日本は「2050年にCO2(二酸化炭素)を排出実質ゼロ」にすることを目標にしている。
では、これで地球の気温はどれだけ下がるのか?
分かりやすい概算を示そう。計算しやすいように数字は適宜丸めておく。国連の諮問機関である気候変動に関する政府間パネル(IPCC)のまとめだと、累積で1兆トンだけCO2を排出すると気温は0.5度上がるとされている。
日本のCO2排出量は、いま毎年約10億トンだ。これは1兆トンの1000分の1なので、つまり日本のCO2排出によって毎年0.5度の1000分の1、つまり0.0005度だけ気温が上がる。ごく僅かである。50年までの累積だとこの約24年分になるが、気温上昇は0.012度しかない。
だから、50年までに日本のCO2排出を直線的にゼロにするとしても、それによる気温の低下は12年分の排出量に相当する0.006度しかない。
なぜこんなに僅かかと言うと、理由は2つある。
第1に、地球温暖化は起きていると言っても、100年間で1度程度と、ごくゆっくり僅かだからだ。

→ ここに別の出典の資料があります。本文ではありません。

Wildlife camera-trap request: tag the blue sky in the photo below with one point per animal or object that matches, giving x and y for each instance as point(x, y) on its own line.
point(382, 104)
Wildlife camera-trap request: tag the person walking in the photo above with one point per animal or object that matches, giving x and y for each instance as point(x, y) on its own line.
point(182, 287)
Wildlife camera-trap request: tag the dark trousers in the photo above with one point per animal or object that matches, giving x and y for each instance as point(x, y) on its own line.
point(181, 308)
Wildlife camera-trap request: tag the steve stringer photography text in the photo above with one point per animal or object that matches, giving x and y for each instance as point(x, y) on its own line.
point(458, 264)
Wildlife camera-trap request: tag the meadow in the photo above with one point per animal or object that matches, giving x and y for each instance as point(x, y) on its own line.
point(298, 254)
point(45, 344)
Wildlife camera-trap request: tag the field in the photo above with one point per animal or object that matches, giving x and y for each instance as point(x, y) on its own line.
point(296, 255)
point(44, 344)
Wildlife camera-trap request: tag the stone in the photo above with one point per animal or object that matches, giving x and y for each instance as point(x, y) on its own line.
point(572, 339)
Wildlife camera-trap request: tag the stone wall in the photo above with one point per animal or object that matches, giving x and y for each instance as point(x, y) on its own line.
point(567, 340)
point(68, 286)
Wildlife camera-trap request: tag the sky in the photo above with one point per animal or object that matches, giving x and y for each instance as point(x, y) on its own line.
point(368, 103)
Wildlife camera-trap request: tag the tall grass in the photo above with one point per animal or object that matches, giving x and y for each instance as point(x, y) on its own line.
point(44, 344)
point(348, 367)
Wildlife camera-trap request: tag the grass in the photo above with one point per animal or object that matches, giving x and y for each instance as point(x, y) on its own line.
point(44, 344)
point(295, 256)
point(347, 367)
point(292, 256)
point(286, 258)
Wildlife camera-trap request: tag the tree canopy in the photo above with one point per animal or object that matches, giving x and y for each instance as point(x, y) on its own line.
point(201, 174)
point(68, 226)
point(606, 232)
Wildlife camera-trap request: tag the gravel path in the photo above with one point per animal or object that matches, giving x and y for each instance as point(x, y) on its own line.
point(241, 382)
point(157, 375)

第2に、日本のCO2排出は世界の3%に過ぎないことだ。
この僅か0.006度のために、政府は「グリーントランスフォーメーション(GX)法」をつくり、今後10年間で150兆円をかけるという。これは毎年15兆円なので、GDP(国内総生産)の3%にもなる。防衛費を2%にするために大騒ぎをしていたが、その裏では菅義偉、岸田文雄政権の下、このような話がまかり通ってしまった。
この0.006度という計算は、環境派のバイブルであるIPCCの報告書に基づいているので、彼らは否定しようがない。
ただし、この計算は、過去の気温上昇が主にCO2によるものだという仮説に基づく。だから、太陽活動の変化や気候の自然変動なども考慮すると、実際はこれでも過大評価だと筆者は見ている。
参政党の神谷宗幣代表は今年3月21日、参院財政金融委員会でこれを取り上げ、「0.006度しか気温が下がらないのに『脱炭素』を進めるのか」という趣旨の質問をしてくれた。答弁に立った鈴木俊一財務相は「日本の排出量が全体の3%といえども、また半減しても0.006度であるといえども、国際社会の一員として気候変動対策をやるべきであると思います」と答弁した。
一体、真面目に国民のことを考えているのだろうか。政治家は「150兆円かけて0.006度下げたいのか」と国民に問いかけ、その答えを政府にぶつけるべきだ。